I’m a Journalism graduate from Sheffield, it is where I still live but it seems having a degree in Journalism these days in the North doesn’t mean all that much. Though having a degree in most subjects anywhere in the country doesn’t really mean as much as it used to. It isn’t just wannabe journalists like me that are finding it difficult at the moment though; the North is going through a struggle in all sectors for all ages. It is a struggle reminiscent of times gone by with Northern cities falling into ruin with more and more young and old out of work, numbers may have fallen slightly but it is still a difficult job market.
Being totally honest I hated university, I’ve always wanted to be a journalist but the course and the place I studied was horrible and I really didn’t enjoy my 3 years there. But I ploughed through and walked away with a degree regardless. I, like everyone else who ever graduates, was excited, happy and looking forward to the rest of my life with a job, money and all the other exciting things that come with being in your 20’s with a completed education – independence and some good achievements for my CV under my belt.
I knew I wouldn’t just walk straight into my dream job not many do but over a year after finishing university I’m still in this city with no job. I’ll admit I didn’t start looking until October after a long summer and a month travelling; I did what I wanted and then knuckled down into everyday life. Sheffield is not exactly the best place for a wannabe journalist, there isn’t many jobs or publications to work for here. So the plan became: save as much money as possible from any job I could get giving me the opportunity to move to London and try my luck at journalism.
Though even applying for admin and retail jobs I’ve hit a brick wall of rejection, which has shown me just how hard it is in all sectors. I constantly hear the comments of older generations telling us to stop being so lazy and get a job but they clearly don’t realise the difficulty of getting on that job ladder. Figures released recently showed unemployment is down slightly but it is still high at 7.8%, youth unemployment only fell slightly and long term unemployment, being out of work for over a year, has risen to a 17 year high. In Yorkshire, unemployment is only down a little though it’s still at 9% whereas in the North East unemployment is up now at 10.4%, the biggest number in the country. If you want any more proof that the North is struggling, the two areas doing the best unemployment wise are the South West and South East of England.
Trying to find internship is just as hard too; most are unpaid and in London for a start and in terms of trying to find one in Yorkshire I have tried everything bar taking residence in offices. A few months ago I went for an interview for an internship at a PR firm in Manchester, though far away and expensive for me personally it’s somewhere I really wanted to work and travel costs would have mainly been covered anyway. After what I thought was a successful interview with comments on my strong CV and my clear passion to work there I never heard anything back. I’m not saying I should have gotten the internship but at least an email to say I hadn’t got it and why would have been nice. To me and the ones hiring the more experience anyone has the better but when emails, phone calls and interviews are ignored how are we ever supposed to get anywhere?
The most disheartening thing for graduates and any jobseeker is the feeling of being ignored and wasting your time. Spending so long writing a good CV and cover letter or filling out application forms to not even get an email back even if unsuccessful is horrible. Companies are busy and get loads of applications for each position but surely it doesn’t take too long to send a quick email saying “Thanks for your application and sorry but you have been unsuccessful on this occasion.”

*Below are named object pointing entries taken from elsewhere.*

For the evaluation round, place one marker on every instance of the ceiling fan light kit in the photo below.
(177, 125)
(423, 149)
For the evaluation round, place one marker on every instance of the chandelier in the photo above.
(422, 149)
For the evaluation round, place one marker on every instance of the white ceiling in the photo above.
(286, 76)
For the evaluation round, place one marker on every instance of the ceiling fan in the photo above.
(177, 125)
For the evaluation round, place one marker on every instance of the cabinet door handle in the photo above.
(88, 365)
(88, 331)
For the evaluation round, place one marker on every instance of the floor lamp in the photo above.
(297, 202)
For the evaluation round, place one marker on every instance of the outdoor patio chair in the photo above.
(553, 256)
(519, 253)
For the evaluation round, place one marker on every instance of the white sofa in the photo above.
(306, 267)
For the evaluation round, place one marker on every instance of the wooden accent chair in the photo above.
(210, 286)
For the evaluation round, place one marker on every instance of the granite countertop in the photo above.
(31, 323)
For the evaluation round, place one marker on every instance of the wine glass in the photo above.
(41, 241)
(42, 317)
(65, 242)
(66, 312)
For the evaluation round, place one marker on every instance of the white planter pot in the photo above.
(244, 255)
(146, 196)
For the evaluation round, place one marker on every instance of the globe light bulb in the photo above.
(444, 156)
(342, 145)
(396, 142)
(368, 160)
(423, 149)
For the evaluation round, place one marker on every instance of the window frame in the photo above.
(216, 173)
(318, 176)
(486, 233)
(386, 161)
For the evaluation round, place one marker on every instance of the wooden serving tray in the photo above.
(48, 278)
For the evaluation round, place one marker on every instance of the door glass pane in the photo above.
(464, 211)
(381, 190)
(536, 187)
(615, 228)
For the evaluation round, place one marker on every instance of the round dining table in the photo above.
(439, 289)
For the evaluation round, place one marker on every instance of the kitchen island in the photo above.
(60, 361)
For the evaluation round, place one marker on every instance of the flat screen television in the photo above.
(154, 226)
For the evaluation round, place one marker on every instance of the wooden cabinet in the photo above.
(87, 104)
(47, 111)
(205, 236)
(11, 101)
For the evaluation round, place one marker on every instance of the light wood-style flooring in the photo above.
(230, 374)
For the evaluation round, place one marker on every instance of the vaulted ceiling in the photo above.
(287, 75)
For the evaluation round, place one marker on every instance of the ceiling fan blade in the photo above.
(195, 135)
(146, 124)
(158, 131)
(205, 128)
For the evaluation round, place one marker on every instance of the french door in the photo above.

Lack of certain industries, empty high streets and less graduate schemes are all major problems in the North of England too. Take a look round Sheffield’s high street and you’ll see plenty of empty spaces making any retail job that does pop up hot property and very oversubscribed. Lack of creative industries such as media, art, fashion means moving to London is the only option for many but it is an oversubscribed job market there now and what about the people who have no money or chance of moving down South? How exactly are they meant to go about gaining a job in the area they are trained/educated in, companies need to realise the North has a lot to offer and if more businesses set up here they would have plenty of talent to choose from.
I know there are so many of you in the same position as me right now and I know it is one of the most frustrating things, feeling like the degree was worthless, putting our lives on hold until we find our dream job or the job that will do for now. I’m certainly not going to just give up writing when it is all I have ever wanted to do and the plan to move to London is still in place though so is the lack of money situation. The job market is tough not just for journalism grads but everyone, it is a disheartening time but all we can do is keep applying, keep practising our skills and developing new ideas to get noticed by potential employers.